Headless browser — Playwright

Real-world uses

  • Research agents that gather links + screenshots for a report.
  • Accessibility audits — launch Chromium, inject axe-core, return violations.
  • Form-filling bots for routine admin work on sites without an API (expense reports, government portals, etc.).
  • “Visual diff” on generated UIs — screenshot before and after a change, pipe both to a vision model.
First-time playwright install downloads ~120 MB. Do it in the first agent turn and keep the sandbox alive for the session so subsequent turns skip the download.

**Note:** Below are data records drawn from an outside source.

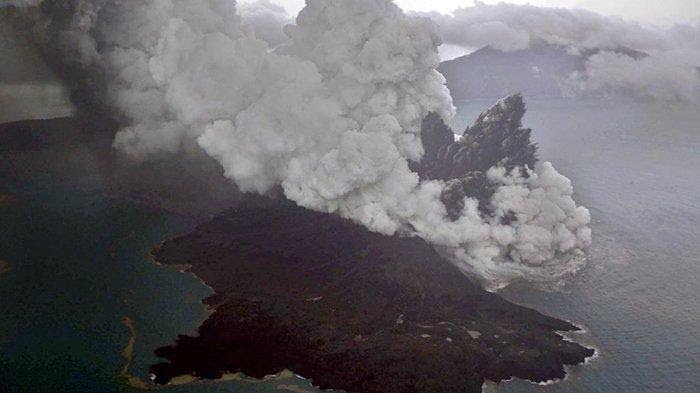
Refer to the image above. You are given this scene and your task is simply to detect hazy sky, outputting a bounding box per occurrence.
[241,0,700,27]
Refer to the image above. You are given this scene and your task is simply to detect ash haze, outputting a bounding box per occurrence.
[243,0,700,27]
[1,0,591,288]
[251,0,700,102]
[0,7,74,122]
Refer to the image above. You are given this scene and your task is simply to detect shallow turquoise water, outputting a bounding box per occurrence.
[0,186,318,392]
[453,99,700,393]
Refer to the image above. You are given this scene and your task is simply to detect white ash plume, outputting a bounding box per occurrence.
[239,0,292,47]
[563,49,700,102]
[5,0,591,288]
[463,163,592,287]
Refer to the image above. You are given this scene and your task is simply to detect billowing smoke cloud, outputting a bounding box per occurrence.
[422,2,663,52]
[238,0,292,47]
[5,0,590,289]
[422,2,700,103]
[565,51,700,102]
[468,163,591,286]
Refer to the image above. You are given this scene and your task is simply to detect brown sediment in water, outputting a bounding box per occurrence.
[119,316,154,390]
[109,230,137,259]
[120,317,136,373]
[0,259,11,276]
[0,194,19,206]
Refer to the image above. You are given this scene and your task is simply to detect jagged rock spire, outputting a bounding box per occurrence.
[415,94,538,218]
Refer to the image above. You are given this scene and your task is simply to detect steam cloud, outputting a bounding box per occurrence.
[0,0,41,7]
[422,2,700,103]
[5,0,591,289]
[238,0,292,47]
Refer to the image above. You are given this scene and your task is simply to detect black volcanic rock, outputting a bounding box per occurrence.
[416,112,456,169]
[414,94,537,217]
[150,200,593,392]
[417,94,536,180]
[458,94,537,173]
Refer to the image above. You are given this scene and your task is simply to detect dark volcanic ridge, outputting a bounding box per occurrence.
[149,200,594,393]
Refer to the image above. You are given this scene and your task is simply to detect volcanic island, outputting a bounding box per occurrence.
[0,94,594,392]
[147,96,595,393]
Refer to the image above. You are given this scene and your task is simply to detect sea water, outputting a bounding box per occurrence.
[453,98,700,393]
[0,184,318,392]
[1,98,698,393]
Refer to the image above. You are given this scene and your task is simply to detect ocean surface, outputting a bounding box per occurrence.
[0,185,318,392]
[1,98,698,392]
[452,99,700,393]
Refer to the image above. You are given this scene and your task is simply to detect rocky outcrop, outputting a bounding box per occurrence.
[417,94,536,179]
[414,94,537,217]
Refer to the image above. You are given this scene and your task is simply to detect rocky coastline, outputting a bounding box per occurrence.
[149,200,594,393]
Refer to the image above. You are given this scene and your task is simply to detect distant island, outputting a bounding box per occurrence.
[439,43,645,101]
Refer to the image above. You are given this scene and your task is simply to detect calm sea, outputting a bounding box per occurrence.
[1,98,698,392]
[453,99,700,393]
[0,184,317,392]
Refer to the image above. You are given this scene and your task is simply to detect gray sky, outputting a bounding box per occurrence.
[240,0,700,27]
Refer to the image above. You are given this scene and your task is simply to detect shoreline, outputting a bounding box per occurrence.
[146,204,595,392]
[153,247,594,393]
[118,314,313,391]
[481,320,600,392]
[147,248,327,391]
[155,250,595,393]
[146,246,318,390]
[556,322,601,371]
[133,211,597,393]
[147,246,217,320]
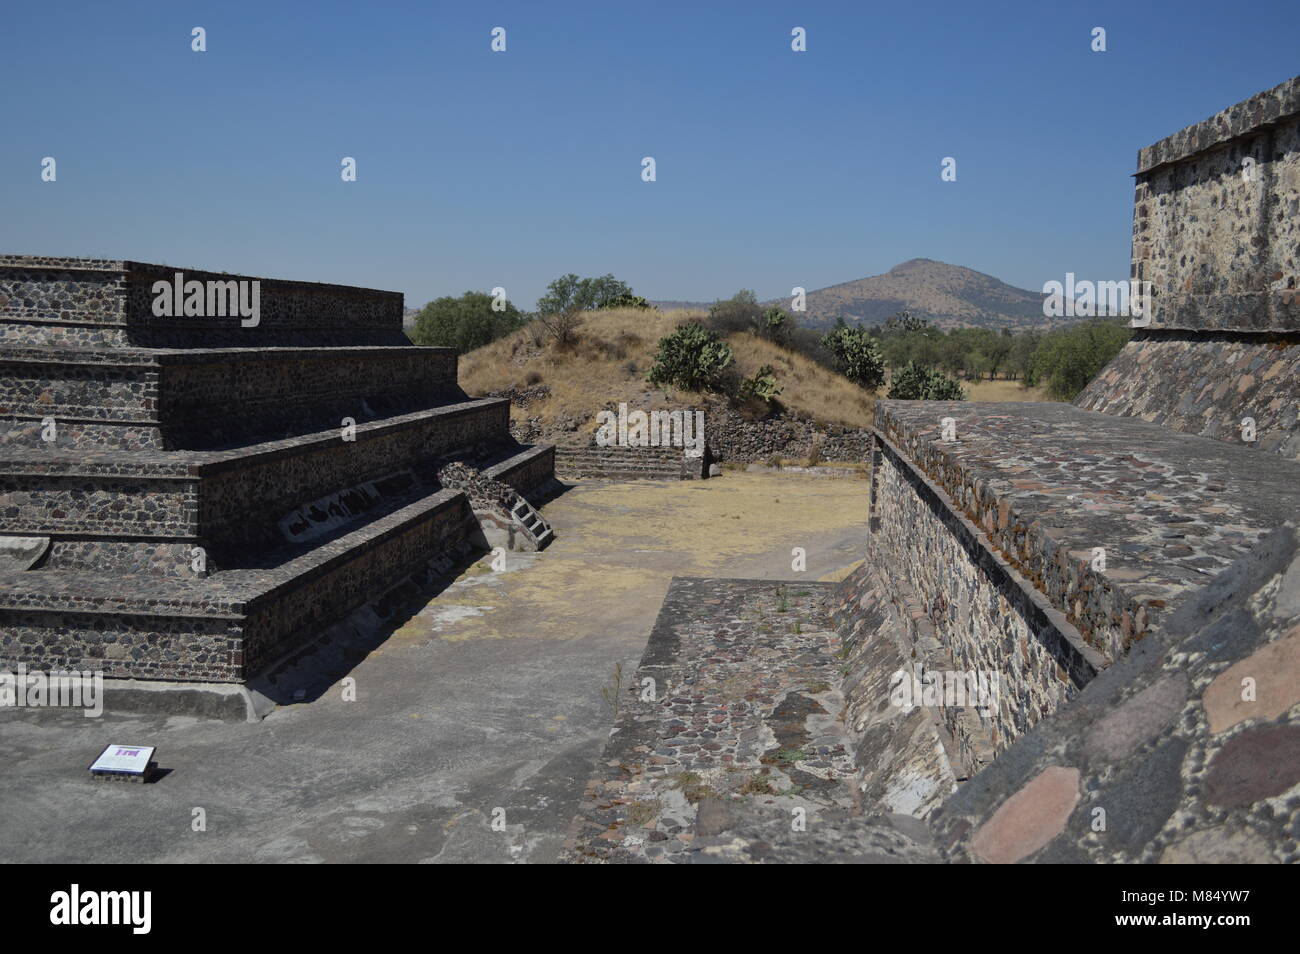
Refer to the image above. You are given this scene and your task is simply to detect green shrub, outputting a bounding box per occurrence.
[738,364,783,403]
[603,292,652,309]
[757,307,792,345]
[410,291,524,353]
[706,290,764,335]
[886,362,967,400]
[822,320,886,389]
[647,324,734,392]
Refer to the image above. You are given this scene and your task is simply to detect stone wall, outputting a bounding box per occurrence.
[0,257,408,347]
[1131,77,1300,332]
[704,405,873,463]
[932,523,1300,864]
[0,400,510,571]
[0,608,243,682]
[0,471,199,539]
[871,435,1102,757]
[0,489,480,682]
[553,442,708,480]
[1076,332,1300,460]
[1078,75,1300,458]
[830,560,961,806]
[240,490,479,677]
[158,348,458,446]
[200,400,508,554]
[482,444,557,498]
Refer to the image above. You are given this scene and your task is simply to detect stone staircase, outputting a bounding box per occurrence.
[554,442,707,481]
[509,494,553,549]
[0,256,557,685]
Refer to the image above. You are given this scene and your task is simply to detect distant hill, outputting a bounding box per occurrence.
[773,259,1048,330]
[653,259,1055,331]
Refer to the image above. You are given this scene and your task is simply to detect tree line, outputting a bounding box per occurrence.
[699,292,1130,401]
[409,278,1131,403]
[408,273,648,354]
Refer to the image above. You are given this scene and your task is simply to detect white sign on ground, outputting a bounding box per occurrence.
[89,744,155,776]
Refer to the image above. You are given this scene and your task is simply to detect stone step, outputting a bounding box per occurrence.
[0,398,512,569]
[0,484,482,682]
[555,455,682,466]
[0,256,407,348]
[553,449,686,462]
[558,470,687,481]
[556,462,682,473]
[0,344,460,450]
[480,443,557,499]
[555,451,686,463]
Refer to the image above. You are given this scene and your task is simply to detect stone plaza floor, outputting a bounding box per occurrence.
[0,472,869,863]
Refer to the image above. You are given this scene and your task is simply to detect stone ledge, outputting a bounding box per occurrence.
[0,257,407,348]
[96,678,258,722]
[873,430,1103,677]
[0,485,479,681]
[0,487,468,616]
[0,344,461,446]
[932,523,1300,864]
[0,401,511,557]
[0,255,402,300]
[481,443,557,497]
[1135,74,1300,174]
[874,400,1300,661]
[0,398,508,477]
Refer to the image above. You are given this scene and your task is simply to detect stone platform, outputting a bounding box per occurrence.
[0,256,557,689]
[868,398,1300,759]
[875,400,1300,654]
[562,576,953,863]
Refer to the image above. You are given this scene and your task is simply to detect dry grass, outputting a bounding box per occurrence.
[963,378,1050,402]
[726,331,874,427]
[458,308,1049,439]
[458,308,876,437]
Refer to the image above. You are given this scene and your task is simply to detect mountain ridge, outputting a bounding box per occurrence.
[651,259,1057,331]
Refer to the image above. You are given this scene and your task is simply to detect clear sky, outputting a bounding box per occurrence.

Boot a Next.js dev server, screenshot the result

This is the pattern for v0.dev-style “AI-generated websites.” The agent writes React files, the sandbox runs next dev, Playwright takes a screenshot so the user can see what the agent built.

Why isolation matters

  • Cookies + localStorage. Fresh per sandbox. Nothing to leak between customers.
  • Downloaded files. /tmp is the sandbox’s, not yours. When the sandbox dies, so do the downloads.
  • Long-running headless Chromium. Chromium likes to eat RAM and sometimes crash. The host is never affected; your box dies, your box respawns, the user doesn’t see it.

Pitfalls

  • Headless Chromium is memory-hungry. 1 GB free-tier RAM is tight — expect OOMs on heavy pages. Pro (4 GB) is the happy place.
  • page.wait_for_load_state('networkidle') is more reliable than time.sleep(3). Use it for agent-generated pages where you don’t know how long hydration takes.
  • Don’t pip install playwright per turn. Install once at sandbox start; subsequent turns reuse the venv.